For instance, if you are to choose a number in $\{1,2\}$, you could set $\Omega:=\{1,2\}$ and put the counting measure on it, divided by $2$. There are four events: $\emptyset$ (you neither pick $1$ nor $2$, $\{j\}$ (you pick $j$) and $\Omega$ (you pick $1$ or $2$). In this case, the probability you guess a randomly generated number in $\Omega$ is $1/2$.

Back to your case, the problem is to define a probability measure on $\mathbb{N}$. You can't do that with the counting measure anymore: that is you can't put an equal nonzero probability on each atom $\{n\}$, which is what you've done implicitly. Indeed, the measure of $\mathbb{N}$ would then be$+\infty$. So that would not be a probability space.

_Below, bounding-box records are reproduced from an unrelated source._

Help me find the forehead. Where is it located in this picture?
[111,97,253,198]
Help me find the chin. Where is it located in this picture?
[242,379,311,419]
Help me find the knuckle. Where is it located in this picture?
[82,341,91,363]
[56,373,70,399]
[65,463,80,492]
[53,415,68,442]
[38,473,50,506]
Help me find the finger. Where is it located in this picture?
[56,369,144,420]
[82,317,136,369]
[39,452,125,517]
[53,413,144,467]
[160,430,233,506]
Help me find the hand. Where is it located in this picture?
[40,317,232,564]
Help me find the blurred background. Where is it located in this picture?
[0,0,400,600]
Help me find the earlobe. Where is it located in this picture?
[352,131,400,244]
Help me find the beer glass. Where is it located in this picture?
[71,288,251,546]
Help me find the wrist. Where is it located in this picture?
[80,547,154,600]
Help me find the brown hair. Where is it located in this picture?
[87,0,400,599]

Because I choose the number and I am a limited human being, there is intuitively a good chance that I pick a number smaller than, say, $1000$ billions. So a more realistic model would say that the weight of $\{n\}$ should tend to $0$ as $n$ tends to $+\infty$. Now this still leaves you with a lot of choices since putting a probability measure on $(\mathbb{N},\mathcal{P}(\mathbb{N}))$ amounts to choosing a converging series with nonnegative general term and sum equal to $1$. Which series do you choose?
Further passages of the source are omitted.